Neue Brüsseler Ideen zur Staatsschulden-Berechnung
ahe Brüssel
Nach Ansicht von EU-Industriekommissar Thierry Breton sollten bei der anstehenden Reform der EU-Fiskalregeln weitere Kriterien in die Berechnung der Staatsverschuldung einbezogen werden. Breton verwies in einer Rede an der Universität in Eindhoven auf die Rolle, die Verteidigungsausgaben und die jeweiligen nationalen CO2-Emissionen spielen könnten. Das wirkliche Gesamtbild der Schulden der einzelnen Mitgliedstaaten sei bei einer Einbeziehung dieser Bereiche ganz anders, als es heute erscheine, betonte Breton. Bei der anstehenden Modernisierung des Stabilitäts- und Wachstumspakts sei nun eine offene Debatte – ohne Tabus – über das Gesamtbild und den vergleichenden Stand der Verschuldung nötig.
Breton verwies darauf, dass der Schuldenstand in der Eurozone „um mindestens ein Dutzend BIP-Prozentpunkte“ höher liegen würde, wenn alle Mitgliedstaaten wie vereinbart auch 2% ihres Bruttoinlandsprodukts (BIP) in die Verteidigung investieren würden. Die Verteidigungsausgaben seien aber von Land zu Land unterschiedlich – ebenso wie die Emissionen ungleichmäßig über den Kontinent verteilt seien. Seit 1999 habe Europa 90 Mrd. Tonnen CO2 emittiert, was beim derzeitigen Preis pro Tonne Kohlenstoff einer Rechnung von 7200 Mrd. Euro entspreche, so Breton. Allein Deutschland emittierte 23% der Gesamtemissionen – was einer zusätzlichen Verschuldung von 49 BIP-Prozentpunkten entspreche.
Die EU-Kommission will im Oktober Vorschläge für eine Reform der EU-Fiskalregeln vorlegen. Zuständig hierfür sind eigentlich EU-Wirtschaftskommissar Paolo Gentiloni und Kommissionsvizepräsident Valdis Dombrovskis und nicht der Franzose Breton. Die EU-Finanzminister wollen eine mögliche Reform der Haushalts- und Schuldenregeln, die aktuell noch bis Ende 2023 ausgesetzt sind, am Freitag bei ihrem informellen Treffen in Prag diskutieren. EU-Diplomaten äußerten am Dienstag die Hoffnung, dass Gentiloni und Dombrovskis dann bereits Grundzüge ihrer Vorschläge zur Debatte stellen werden.

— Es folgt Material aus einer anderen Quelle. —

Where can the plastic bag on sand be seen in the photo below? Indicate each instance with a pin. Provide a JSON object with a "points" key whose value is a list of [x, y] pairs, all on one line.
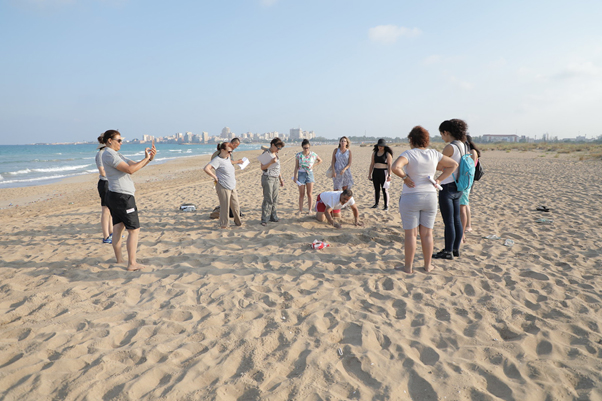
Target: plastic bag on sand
{"points": [[319, 244]]}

Ein wichtiger Punkt der Diskussion wird sein, wie die neuen Regeln auch öffentliche Investitionen in den Kampf gegen den Klimawandel, die Energiewende oder auch die Digitalisierung ermöglichen können. In dem Anfang August veröffentlichten deutschen Positionspapier hierzu wird ebenfalls festgehalten, dass „Investitionen in die Zukunftsfähigkeit und nachhaltiges Wirtschaftswachstum“ sichergestellt werden müssten. Ein höheres öffentliches Investitionsniveau hätte langfristige Wachstumseffekte und würde zur Transformation zur klimaneutralen Volkswirtschaft beitragen.
Breton betonte nun, zur Bewältigung der anstehenden Herausforderungen, einschließlich der für die technologische Souveränität notwendigen gemeinsamen Investitionen, müsse es auch eine neue „sachliche“ Berechnungsmethode geben.